Rajive Kumar, the top bureaucrat at the shipping ministry, didn’t respond to an e-mail seeking comment.

The old rules, in force since 1958, barred foreign ships from carrying cargo from one Indian port to another unless a local vessel was unavailable. 

The recent easing allows overseas operators to ferry exported and imported goods, but limits it to ports that transship at least 50 percent of container volume. That still leaves the curbs unchanged for the remaining 88 percent of India’s total traffic: oil, bulk and project cargo, break bulk steel and cars.

“If you want to encourage coastal shipping and foreign players to come in, they should be able to move any and all cargo to and from ports, which I think will boost trade on the coast,” said Vivek Anand, president of the Mumbai Nhava-Sheva Ship Agents Association. “While this is a step in the right direction, it is a piecemeal solution,” he said, adding this may just be a start.

Furthermore, ports that apply for the rule relaxation will need to show a growth of at least 50 percent in cargo transshipment in the first year to retain that benefit, while newer facilities have two years to meet this condition. Should they fail, they lose the benefit for the following three years, according to the notification.

Hardly Comforting

While ports such as Mundra on India’s west coast, operated by Adani Ports & Special Economic Zone Ltd., have been slowly getting more transshipment business, the government’s condition to raise throughput by 50 percent may be impossible to meet, said Nitin Arora, a research analyst at Mumbai-based brokerage Emkay Global Financial Services Ltd.

For instance, Mundra will need to raise its container throughput to 4.35 million TEUs (Twenty Feet Equivalent Units) within a year from its current 2.9 million TEUs, to qualify for the relaxation. Adani Ports shares have declined 21 percent in the past year, compared with a 10 percent loss in the benchmark S&P BSE Sensex.

Kirshnapatnam port in Andhra Pradesh, India
Kirshnapatnam port in Andhra Pradesh, India
Photographer: Prashanth Vishwanathan/Bloomberg

Such a stipulation isn’t comforting for Chinta Sasidhar, managing director of Krishnapatnam Port Co., a deepwater facility on India’s eastern coast that has struggled to attract big liners since completing its first phase in 2008.

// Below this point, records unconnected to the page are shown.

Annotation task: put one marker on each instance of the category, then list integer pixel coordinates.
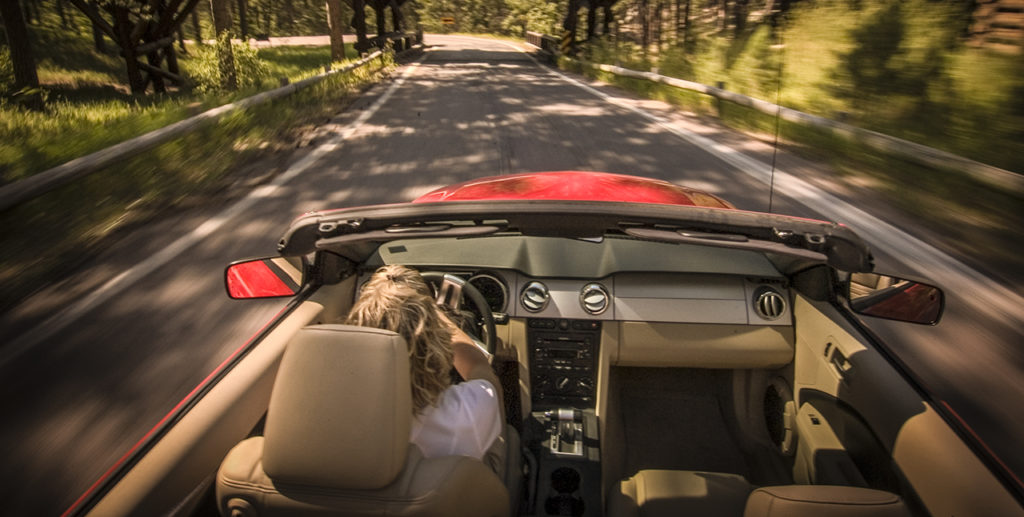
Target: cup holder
(565, 482)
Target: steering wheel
(451, 292)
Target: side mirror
(898, 299)
(266, 277)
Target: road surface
(82, 388)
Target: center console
(562, 431)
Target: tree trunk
(336, 22)
(286, 19)
(658, 22)
(686, 23)
(66, 22)
(381, 19)
(222, 27)
(644, 26)
(396, 16)
(606, 17)
(739, 15)
(196, 28)
(97, 32)
(359, 24)
(591, 19)
(243, 19)
(30, 10)
(20, 50)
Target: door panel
(897, 441)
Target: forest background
(945, 74)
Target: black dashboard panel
(563, 359)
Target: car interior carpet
(673, 419)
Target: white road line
(57, 321)
(981, 292)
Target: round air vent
(768, 303)
(535, 297)
(594, 298)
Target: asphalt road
(78, 395)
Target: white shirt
(465, 422)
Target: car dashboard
(567, 331)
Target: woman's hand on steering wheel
(452, 290)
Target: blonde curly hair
(397, 299)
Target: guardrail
(38, 184)
(547, 44)
(896, 146)
(891, 144)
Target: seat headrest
(341, 408)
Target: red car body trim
(576, 185)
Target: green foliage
(6, 70)
(470, 15)
(541, 16)
(205, 68)
(897, 68)
(55, 232)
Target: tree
(142, 29)
(24, 60)
(243, 18)
(221, 10)
(336, 20)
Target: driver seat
(336, 440)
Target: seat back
(336, 439)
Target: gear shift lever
(566, 431)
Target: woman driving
(449, 419)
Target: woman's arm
(472, 362)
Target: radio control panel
(563, 361)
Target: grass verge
(51, 235)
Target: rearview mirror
(267, 277)
(898, 299)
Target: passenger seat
(657, 492)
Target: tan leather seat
(336, 440)
(665, 492)
(813, 500)
(657, 492)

"A longer window could have been more effective in achieving the objective,” he said, adding his port is “well positioned” to commence transshipment.

The new policy hasn’t pleased local operators either. With costs as much as 40 percent higher for Indian vessels at local ports because of numerous taxes, foreign flags have an advantage, said Anil Devli, chief executive officer of the Indian National Shipowners’ Association.

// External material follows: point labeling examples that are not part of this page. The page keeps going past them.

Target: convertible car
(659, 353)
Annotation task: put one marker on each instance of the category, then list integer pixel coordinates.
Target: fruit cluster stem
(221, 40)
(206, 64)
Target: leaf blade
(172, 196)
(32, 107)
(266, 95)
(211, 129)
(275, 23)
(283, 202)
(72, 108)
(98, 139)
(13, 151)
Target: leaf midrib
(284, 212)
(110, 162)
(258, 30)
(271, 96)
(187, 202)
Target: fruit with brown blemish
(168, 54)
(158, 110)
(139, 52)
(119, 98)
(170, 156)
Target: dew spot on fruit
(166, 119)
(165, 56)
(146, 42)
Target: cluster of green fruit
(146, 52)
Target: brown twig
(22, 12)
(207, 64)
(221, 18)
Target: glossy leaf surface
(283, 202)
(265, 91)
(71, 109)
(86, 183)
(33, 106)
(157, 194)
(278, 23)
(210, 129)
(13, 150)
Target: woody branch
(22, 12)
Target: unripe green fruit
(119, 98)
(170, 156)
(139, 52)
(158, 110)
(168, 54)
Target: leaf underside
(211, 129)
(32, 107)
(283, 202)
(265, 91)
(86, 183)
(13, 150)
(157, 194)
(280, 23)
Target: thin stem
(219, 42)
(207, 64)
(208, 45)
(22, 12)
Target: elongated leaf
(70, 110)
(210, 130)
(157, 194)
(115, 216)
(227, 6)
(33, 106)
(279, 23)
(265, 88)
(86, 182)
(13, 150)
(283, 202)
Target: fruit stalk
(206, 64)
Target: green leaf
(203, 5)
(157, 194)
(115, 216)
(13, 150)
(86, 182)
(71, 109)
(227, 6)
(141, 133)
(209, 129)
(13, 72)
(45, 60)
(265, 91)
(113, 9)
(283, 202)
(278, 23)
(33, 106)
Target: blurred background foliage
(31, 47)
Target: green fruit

“It is not going to help anyone -- neither Indian ships nor foreign,” said Mantrana’s Sharma. “The status remains the same as earlier.”

In a nation already crippled by infrastructure constraints, inadequate berths and road links have meant reluctant foreign shipping lines balking at the prospect of an average turnaround time of four to five days at various Indian ports, compared with about eight hours in Shanghai.

On top of these bottlenecks, a restrictive policy only adds to the cost of outbound and inbound shipments, deterring economic growth, said Franck Dedenis, managing director at Maersk Line India Pvt. in Mumbai.

Ships handled 68 percent of India’s $786.2 billion trade in 2014, according to latest government data compiled by Bloomberg. The country has 12 major and 187 non-major ports, with cargo traffic recorded at 1,052 million metric tons in 2015, according to the shipping ministry. That compares with 576 million tons for Singapore alone.

“It is certainly advantageous to have such laws when the local shipping industry is robust and also has adequate capacity,” he said in an e-mail response to a query before the notification came out. “Unfortunately, this is not so in India.”

(An earlier version of the story corrected the headquarters of Mediterranean Shipping Co. to Geneva in the second paragraph.)